Zarate PalomarDie Weine von Zarate präsentieren sich etwas anders. Winzer Eulogio Pomares erneuert seinen Traditionsbetrieb etwas zurückhaltender. Er experimentiere mit Maischestandzeit und Hefelager, heißt es in der Weingutsbeschreibung. Das Ergebnis ist manchmal nicht viel komplexer als Allerwelts-Albariño. Doch zum Ausgleich gibt es den El Palomar, aus der gleichnamigen 150 Jahre alten Parzelle. Tante Lotta würde den nicht trinken, ihn als bitter schmähen. Ich hingegen bin ihm verfallen, gebe gerne zu, dass seine extrem feste Mineralik kurz davor steht, ins Bittere abzurutschen, aber eben nur fast. Der 2012er ist ein solches Brett – der beste spanische Weißwein, den ich bisher in meiner zugegeben an spanischen Weißweinen nicht überreichen Weintrinkerkarriere ins Glas bekommen habe. Ich kann nur leider noch nicht beschreiben warum. Ich suche noch die zu den Weinen passende Sprache.

Wenn Sie mir im neuen Jahr die Treue halten, dürfen Sie mir beim Suchen zusehen.

10 Gedanken zu „Einfach mal die Klappe halten…“

  1. Falls Du weiter Albarinos erkunden möchtest: Halt mal nach dem von Palacio da Brejoeira Ausschau. Der kommt zwar nicht aus Galizien, sondern nebenan aus Portugal, ist aber klar der beste Albarino (bzw. Alvarinho) den ich bislang getrunken habe (Jahrgang 2013, getrunken 2015).
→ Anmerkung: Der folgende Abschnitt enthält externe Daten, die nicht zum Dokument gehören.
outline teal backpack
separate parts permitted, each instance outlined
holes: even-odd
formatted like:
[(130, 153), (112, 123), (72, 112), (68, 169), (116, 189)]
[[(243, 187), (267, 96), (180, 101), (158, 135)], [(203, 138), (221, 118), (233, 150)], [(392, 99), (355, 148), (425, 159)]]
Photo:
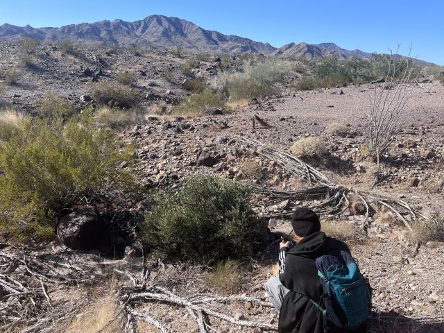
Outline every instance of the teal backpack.
[(328, 322), (348, 330), (359, 328), (371, 311), (370, 288), (350, 253), (333, 250), (316, 258), (316, 267), (323, 288), (322, 311), (324, 330)]

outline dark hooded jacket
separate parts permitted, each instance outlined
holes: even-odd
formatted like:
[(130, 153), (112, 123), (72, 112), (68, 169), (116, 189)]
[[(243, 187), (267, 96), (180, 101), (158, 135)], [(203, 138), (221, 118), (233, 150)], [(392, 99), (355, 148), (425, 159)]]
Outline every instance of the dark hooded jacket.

  2. Weil es zu Zarate und Eulogio Pomares und den Orange Wines passt: Eulogio Pomares macht einen wirklich guten Orange-Albarino unter eigener Flagge. Der ist nur ganz leicht Orange und riecht und schmeckt noch richtig nach Albarino. Das steht im Vordergrund, nicht die typischen Orange Merkmale. Den gibt es aber m.W. nur in Spanien

    1. Ja, diese Minimengen machen die Sache nicht leichter. Die Leute von der Gebietsweinwerbung Ribeira Sacra haben mir erzählt, ihr mit Abstand wichtigster Exportmarkt sei Deutschland. Und trotzdem muss man es hier mit der Lupe suchen.

  3. Den „Organe“ von Eulogio Pomares gibt es auch in Deutschland. In homöopathischen Dosen zwar, aber es gibt ihn. 10 Kisten laden Jahr für Jahr in Deutschland, der Wein ist ohnehin auf wenige hundert Flaschen limitiert. Als Gegenstück macht Eulogio zudem einen klassischen Wein mit ultralangem Hefelager (60 Monate Reife/Crianza de 60 meses), leider noch rarer aber auch in Kleinstmengen in Deutschland erhältlich.

  4. Lieber Felix, jetzt bin ich endlich dazugekommen die Albarinos von Zarate zu probieren. Habe Eulogio Pomares auf der Fenavin in Ciudad Real getroffen. Der El Palomar ist – wie du zutreffend beschreibst – ein enorm mineralischer Wein (Granitböden mit hohem Glimmeranteil). Fabelhaft! Großartige Struktur! Mit das beste, was es an Albarinos gibt. Nochmals knackiger und konzentrierter fand ich den Carralcoba. Und auch der Balado hat’s in sich: „Tastes like champaign just without bubbles“ – wie eine chinesische Einkäuferin dazu bemerkte.

    1. Carralcoba 2015 ist definitiv ein extrem gelungener Wein. Ganz traditionell gemacht und im Fuder aus Kastanienholz ausgebaut (Eiche war in Galizien eigentlich kaum bis nie verfügbar, Kastanie hingegen autochthones Holz). Stramme Säure, Tiefe und Kick! Der Wein wird sehr gut reifen.